Over the years I sketched some notes about dealing with Pursuit in the new registry world, so what follows is a rough chop of those tailored to this thread. As the quote goes, I apologise for the long letter as I didn’t have the leisure to make it shorter
Background on Pursuit V1
Pursuit is currently the home of all PureScript documentation, and an informal registry - if you can find a package there, then you can probably use it in your project.
Traditionally you would get your documentation in there by calling pulp publish
, which:
- cut a git tag in your repo
- collected some info from Bower to pass to the compiler
- called
purs publish
with those, to get the compiler to gather all the docs in the project, generate docs.json
files and a resolution of your package versions/addresses
- packaged all of that up, and hit Pursuit’s API with the result
- at that point Pursuit would call the compiler itself with a custom renderer to generate HTML docs (from the
docs.json
files), and cross-link them to the GitHub repos (through the resolution file), to get nice source links
- That’s is, your docs are published, and Pursuit will serve them itself
A vision for Pursuit V2
Pursuit V1 is based on the requirements of a PureScript registry that relies on Bower. The new Registry changes some of those requirements (e.g. no Bower, support for monorepos, git hosting through other providers outside GitHub, etc) and that either requires patching Pursuit V1 or using something else to render the docs.
At this point it seems fairly clear to me that both the core team and the community do not have much appetite to maintain a webservice written in Haskell, so new thing it is - this gives us the opportunity to rethink the current model in the wake of the new Registry.
What do we expect from something like Pursuit?
Currently:
- host compiler-generated docs, patched with links to the original source, and the package READMEs
- search for packages, functions, and types
Now, if we are going to ditch Pursuit V1 entirely, I question the need for a webserver in the first place: compiler-generated docs are entirely static files, READMEs are as well, and wonderful languages such as PureScript allow us to implement client-side search, if the search index can be broken up in small enough chunks.

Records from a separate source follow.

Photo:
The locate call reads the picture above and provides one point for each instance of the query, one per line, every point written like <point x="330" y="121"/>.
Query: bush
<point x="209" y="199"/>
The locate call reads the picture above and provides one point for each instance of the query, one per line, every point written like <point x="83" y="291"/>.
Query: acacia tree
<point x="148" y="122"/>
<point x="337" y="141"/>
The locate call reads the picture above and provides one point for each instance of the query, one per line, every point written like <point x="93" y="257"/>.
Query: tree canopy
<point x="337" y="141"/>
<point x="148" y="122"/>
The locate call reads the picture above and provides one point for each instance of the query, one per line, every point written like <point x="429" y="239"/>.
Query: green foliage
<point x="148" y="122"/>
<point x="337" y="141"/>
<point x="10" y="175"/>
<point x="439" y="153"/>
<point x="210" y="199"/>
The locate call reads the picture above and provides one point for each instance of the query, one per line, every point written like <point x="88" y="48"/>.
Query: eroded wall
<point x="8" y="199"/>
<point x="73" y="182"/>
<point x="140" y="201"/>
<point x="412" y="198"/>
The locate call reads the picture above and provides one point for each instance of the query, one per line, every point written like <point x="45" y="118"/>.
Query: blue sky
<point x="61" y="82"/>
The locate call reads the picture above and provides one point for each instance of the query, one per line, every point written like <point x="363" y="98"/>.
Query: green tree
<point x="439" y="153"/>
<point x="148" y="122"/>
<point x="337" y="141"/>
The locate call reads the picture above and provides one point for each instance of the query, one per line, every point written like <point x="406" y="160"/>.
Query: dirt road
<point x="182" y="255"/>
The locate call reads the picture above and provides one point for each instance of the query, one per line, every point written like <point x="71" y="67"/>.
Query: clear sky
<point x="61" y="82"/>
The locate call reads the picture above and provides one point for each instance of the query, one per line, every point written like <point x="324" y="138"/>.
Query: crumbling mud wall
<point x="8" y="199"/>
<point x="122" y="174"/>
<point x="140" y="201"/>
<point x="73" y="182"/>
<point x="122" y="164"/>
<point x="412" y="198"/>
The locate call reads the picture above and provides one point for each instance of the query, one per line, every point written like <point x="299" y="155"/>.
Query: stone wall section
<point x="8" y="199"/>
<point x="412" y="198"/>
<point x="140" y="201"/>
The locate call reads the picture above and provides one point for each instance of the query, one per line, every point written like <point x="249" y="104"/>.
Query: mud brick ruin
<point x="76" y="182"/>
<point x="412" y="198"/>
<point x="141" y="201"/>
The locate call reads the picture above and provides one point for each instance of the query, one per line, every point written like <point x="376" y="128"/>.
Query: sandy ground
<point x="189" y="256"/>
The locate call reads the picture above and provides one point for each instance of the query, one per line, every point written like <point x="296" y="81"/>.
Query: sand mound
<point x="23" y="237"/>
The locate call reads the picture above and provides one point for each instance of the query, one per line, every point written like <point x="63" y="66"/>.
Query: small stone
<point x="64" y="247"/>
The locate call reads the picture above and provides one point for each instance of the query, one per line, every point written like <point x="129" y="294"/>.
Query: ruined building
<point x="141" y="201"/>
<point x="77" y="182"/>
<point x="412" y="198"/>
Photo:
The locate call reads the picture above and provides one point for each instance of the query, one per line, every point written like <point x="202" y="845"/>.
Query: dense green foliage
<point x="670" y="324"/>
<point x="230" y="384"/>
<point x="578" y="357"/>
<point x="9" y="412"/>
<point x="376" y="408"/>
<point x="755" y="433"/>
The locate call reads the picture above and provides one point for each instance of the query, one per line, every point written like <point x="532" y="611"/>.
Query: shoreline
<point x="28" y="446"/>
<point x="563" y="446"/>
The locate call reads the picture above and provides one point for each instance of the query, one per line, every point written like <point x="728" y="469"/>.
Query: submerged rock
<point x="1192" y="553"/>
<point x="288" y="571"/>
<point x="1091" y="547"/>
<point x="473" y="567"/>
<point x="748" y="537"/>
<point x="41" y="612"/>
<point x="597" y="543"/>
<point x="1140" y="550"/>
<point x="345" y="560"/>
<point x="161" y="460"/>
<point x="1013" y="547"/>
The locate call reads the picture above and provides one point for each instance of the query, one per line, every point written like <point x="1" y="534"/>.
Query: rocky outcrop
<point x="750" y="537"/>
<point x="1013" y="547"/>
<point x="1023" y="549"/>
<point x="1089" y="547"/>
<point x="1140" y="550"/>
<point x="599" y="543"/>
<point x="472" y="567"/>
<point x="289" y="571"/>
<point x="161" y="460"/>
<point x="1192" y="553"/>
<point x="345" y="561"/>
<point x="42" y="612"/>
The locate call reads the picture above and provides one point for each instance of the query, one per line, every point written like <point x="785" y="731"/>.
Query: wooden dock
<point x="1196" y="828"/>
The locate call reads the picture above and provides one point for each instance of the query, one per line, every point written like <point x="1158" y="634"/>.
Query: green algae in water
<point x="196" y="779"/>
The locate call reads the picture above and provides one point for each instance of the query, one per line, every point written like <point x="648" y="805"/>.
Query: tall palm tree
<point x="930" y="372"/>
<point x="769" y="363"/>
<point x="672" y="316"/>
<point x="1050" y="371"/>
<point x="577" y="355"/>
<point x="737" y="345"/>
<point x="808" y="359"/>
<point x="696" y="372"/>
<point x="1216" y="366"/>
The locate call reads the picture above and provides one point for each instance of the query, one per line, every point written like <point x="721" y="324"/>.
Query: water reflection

These index chunks are static files as well!
Pursuit can then be entirely hosted on an S3-like service, alongside the packages for the Registry. (which we host on Digital Ocean’s S3 thing called Spaces)
This line of thinking is actually much older than the new Registry, as Spago integrates a Pursuit-approximation since 2019 (gosh that was 5y ago, time flies): spago docs
will generate docs from the compiler, build a sharded search index over the whole package set, and add a client-side app to let your search these docs.
This almost covers the entirety of the requirement list from above:
- we get compiler-generated docs, but they don’t have links to GitHub nor READMEs for the packages
- the type-search is roughly on-par with Pursuit
Point (1) above is where the whole purs publish
issue ties in: as detailed in the registry ticket and the gist that Thomas linked above, it’s a piece of the compiler that fills in information about re-exports, while at the same time adding restrictions (clean git tree, etc).
We are currently calling purs publish
in the registry pipeline, to upload docs to pursuit, but for allowing things like monorepo publishing, we should either patch the current purs publish
(and hopefully not break the current Pursuit) or go around it - in the gist above I propose that we patch purs docs
to add the information that we need instead, but today I believe that we should just patch purs publish
to remove all restrictions.
Once we have this functionality then the Registry pipeline - i.e. the batch job that is kicked off on our infra when you call spago publish
- can call purs docs
, patch the html to reference GitHub locations, generate the index, and upload index+html to S3.
This is the bare minimum that would get us to parity with Pursuit, but once things are integrated with the Registry pipeline, then we can easily add info about package sets, compiler versions, the registry index, etc, since we are dealing with that info in there anyways.
The path to Pursuit V2
I want to stress that most of the pieces are already there thanks to docs-search
. Things that are missing:
- patch
purs docs
to add reExports
(see the gist linked above), or purs publish
to remove the git restrictions
- patch the generated docs to have README and GitHub/other-hosting-providers source links
As with every approach, there are risk factors that are not quantified at the moment (these are known unknowns. Unknown unknowns are not listed for obvious reasons):
-
docs-search
works off a whole package set to generate its index, and does not need to worry about incremental updates. The Registry pipeline will need to worry about updating the index in an efficient way, in order to avoid trashing the cache (i.e. unstable sharding, where a new package triggers the regeneration of many chunks. I don’t have a clear view of what the chunking logic will do in this case, but I do believe it’s possible and maybe even easy to ensure that the sharding of the index is stable).
- for the client side search to work well on poor connections the shards can’t be too big nor too many, or the client will have to download a ton of data, which is not always possible/pleasant. We’ll need to benchmark that. However, it’s an easy one to solve in case we can’t shrink the index to an acceptable size: we’d have a webserver answer the search query, that is just a thin thin layer as it would be a “local client”: i.e. it would download the whole index locally and answer queries from the internet with the local index. This would still be an improvement over the current situation, as the rest of the assets would still be static files, with just the search being server-based.